Waffen im Wahlkampf: Bedrohung der friedensbasierten Demokratie

Die Verteilung des Kubotans im Wahlkampf durch die AfD markiert eine bedenkliche Entwicklung, die über symbolische Gesten hinausgeht. Der Kubotan, ein Werkzeug zur Selbstverteidigung, fällt in Ländern wie Großbritannien unter das Waffenrecht und ist in der Schweiz als Angriffswaffe eingestuft und verboten. Indem die AfD diese Gegenstände an Wahlständen aushändigt, sendet sie eine klare Botschaft der „Wehrhaftigkeit“ – besonders gegen Migranten.

Doch was bedeutet diese Geste wirklich? Es ist mehr als eine bloße Wahlkampftaktik.

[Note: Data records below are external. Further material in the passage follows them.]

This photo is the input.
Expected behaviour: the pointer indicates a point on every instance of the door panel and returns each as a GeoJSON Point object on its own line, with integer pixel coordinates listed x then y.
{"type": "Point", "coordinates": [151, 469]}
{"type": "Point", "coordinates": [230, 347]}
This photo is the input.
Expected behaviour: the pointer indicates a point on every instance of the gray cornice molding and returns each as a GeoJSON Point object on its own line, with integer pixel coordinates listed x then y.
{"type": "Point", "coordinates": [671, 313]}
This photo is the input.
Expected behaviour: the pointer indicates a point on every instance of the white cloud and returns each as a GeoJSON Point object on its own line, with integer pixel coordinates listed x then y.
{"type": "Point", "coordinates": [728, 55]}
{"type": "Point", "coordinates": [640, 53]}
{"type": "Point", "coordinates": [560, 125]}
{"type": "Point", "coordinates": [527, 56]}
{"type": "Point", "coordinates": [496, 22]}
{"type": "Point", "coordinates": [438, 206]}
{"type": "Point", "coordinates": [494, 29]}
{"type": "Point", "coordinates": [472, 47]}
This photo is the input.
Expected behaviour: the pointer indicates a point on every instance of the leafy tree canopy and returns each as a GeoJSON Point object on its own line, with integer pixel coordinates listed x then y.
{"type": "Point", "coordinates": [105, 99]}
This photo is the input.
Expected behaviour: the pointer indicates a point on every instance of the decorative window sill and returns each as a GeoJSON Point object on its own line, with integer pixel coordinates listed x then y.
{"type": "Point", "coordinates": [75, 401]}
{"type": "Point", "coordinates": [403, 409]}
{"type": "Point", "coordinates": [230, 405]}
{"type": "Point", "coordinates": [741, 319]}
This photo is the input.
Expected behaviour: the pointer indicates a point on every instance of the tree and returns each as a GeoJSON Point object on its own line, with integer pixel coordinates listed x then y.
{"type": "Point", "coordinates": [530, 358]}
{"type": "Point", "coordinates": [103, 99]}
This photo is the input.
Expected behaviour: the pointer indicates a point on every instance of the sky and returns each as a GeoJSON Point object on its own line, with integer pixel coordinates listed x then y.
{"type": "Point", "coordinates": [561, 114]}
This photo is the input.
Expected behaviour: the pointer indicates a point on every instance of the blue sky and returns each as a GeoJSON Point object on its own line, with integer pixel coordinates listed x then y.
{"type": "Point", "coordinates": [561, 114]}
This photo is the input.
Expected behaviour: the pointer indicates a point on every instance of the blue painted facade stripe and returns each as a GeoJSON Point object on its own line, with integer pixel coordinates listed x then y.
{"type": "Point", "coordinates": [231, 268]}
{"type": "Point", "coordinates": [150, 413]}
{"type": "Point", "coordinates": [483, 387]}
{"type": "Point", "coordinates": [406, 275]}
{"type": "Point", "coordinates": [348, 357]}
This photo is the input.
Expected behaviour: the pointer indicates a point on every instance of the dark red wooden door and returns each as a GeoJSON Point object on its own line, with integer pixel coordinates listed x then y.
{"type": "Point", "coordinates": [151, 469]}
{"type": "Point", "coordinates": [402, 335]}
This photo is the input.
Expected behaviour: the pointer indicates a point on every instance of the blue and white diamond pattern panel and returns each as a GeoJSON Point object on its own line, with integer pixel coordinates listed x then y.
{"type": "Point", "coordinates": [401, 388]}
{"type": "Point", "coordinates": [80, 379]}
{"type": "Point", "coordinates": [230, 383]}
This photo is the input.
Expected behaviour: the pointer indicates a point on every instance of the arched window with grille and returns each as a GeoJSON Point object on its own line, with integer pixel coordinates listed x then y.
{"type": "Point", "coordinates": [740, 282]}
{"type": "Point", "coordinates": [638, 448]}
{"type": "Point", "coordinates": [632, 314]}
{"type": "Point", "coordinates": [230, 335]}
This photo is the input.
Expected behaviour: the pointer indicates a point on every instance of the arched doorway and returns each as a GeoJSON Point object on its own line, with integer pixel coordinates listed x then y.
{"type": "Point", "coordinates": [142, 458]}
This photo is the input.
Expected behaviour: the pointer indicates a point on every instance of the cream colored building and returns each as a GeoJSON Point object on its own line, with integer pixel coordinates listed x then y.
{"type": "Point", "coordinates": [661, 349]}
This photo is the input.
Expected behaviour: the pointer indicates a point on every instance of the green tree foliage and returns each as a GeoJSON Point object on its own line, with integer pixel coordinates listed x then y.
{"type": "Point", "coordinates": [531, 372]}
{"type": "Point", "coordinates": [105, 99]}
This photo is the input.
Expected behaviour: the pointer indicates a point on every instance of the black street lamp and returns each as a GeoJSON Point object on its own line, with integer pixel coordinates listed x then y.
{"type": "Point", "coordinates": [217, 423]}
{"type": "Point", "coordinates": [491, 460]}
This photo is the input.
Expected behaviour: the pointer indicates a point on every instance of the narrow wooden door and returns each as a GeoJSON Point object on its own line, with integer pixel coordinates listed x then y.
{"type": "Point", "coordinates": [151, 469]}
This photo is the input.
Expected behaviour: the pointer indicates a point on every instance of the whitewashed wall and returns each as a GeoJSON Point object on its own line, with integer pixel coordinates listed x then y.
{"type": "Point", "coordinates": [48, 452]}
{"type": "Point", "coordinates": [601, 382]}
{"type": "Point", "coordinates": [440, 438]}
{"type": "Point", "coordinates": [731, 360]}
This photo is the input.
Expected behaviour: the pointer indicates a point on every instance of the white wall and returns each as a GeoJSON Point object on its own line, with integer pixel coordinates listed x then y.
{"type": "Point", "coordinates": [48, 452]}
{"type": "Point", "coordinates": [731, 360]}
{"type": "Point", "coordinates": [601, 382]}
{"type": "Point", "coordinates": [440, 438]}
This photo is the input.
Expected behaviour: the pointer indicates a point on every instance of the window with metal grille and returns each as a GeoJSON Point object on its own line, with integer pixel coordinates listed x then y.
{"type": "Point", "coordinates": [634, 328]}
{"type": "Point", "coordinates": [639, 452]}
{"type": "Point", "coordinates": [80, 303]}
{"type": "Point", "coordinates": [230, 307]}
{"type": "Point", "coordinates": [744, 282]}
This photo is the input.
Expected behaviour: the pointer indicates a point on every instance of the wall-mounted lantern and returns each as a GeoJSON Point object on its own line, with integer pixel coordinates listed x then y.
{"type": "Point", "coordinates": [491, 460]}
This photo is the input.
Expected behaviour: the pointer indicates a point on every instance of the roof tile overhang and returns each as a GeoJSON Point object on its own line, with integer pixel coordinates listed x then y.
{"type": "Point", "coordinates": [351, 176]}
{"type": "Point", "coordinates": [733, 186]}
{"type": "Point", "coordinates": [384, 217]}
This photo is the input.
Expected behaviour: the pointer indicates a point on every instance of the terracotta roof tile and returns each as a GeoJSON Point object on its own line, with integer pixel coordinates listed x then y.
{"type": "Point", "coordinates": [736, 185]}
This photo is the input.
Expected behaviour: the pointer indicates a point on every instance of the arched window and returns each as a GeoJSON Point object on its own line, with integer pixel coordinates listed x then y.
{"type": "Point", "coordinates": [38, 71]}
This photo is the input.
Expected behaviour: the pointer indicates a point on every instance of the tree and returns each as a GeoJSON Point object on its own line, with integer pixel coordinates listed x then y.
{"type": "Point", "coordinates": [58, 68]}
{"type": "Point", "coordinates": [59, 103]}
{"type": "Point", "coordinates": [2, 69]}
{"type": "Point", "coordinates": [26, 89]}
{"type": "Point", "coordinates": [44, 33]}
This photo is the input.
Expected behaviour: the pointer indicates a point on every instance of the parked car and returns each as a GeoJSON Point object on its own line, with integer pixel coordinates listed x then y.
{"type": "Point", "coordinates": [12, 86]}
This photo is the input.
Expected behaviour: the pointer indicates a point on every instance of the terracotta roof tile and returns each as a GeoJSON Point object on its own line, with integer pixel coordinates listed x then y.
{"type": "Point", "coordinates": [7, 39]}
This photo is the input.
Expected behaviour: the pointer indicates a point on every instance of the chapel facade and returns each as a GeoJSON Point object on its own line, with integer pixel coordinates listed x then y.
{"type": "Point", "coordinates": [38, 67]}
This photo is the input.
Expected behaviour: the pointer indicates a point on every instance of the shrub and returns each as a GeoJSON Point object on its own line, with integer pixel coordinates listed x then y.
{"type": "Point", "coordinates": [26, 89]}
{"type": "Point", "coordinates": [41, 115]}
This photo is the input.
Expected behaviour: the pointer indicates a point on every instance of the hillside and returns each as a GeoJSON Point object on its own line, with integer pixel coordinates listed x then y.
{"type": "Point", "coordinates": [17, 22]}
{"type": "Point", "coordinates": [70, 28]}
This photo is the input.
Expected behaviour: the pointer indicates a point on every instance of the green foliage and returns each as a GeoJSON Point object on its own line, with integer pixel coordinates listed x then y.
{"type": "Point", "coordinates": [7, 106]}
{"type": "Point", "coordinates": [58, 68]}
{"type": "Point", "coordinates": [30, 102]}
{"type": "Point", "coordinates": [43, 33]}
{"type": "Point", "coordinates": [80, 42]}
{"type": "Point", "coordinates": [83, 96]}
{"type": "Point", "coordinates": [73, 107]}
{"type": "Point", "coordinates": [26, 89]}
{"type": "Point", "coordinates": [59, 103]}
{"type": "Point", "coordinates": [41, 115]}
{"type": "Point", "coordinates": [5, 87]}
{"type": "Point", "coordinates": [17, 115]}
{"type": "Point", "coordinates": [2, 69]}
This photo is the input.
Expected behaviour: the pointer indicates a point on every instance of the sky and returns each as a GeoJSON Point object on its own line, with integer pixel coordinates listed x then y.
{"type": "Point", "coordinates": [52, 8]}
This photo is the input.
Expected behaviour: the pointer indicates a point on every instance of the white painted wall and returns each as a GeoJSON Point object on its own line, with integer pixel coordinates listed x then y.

Es spiegelt eine Ideologie wider, die Gewalt als legitimes Mittel darstellt, um politischen Einfluss zu sichern. Die Wahlkampfstrategie der AfD, die ihre radikalen Ansichten durch solche Symbole untermauert, erinnert stark an die Übernahme extremistischer Positionen, die darauf abzielt, die Demokratie von innen zu destabilisieren.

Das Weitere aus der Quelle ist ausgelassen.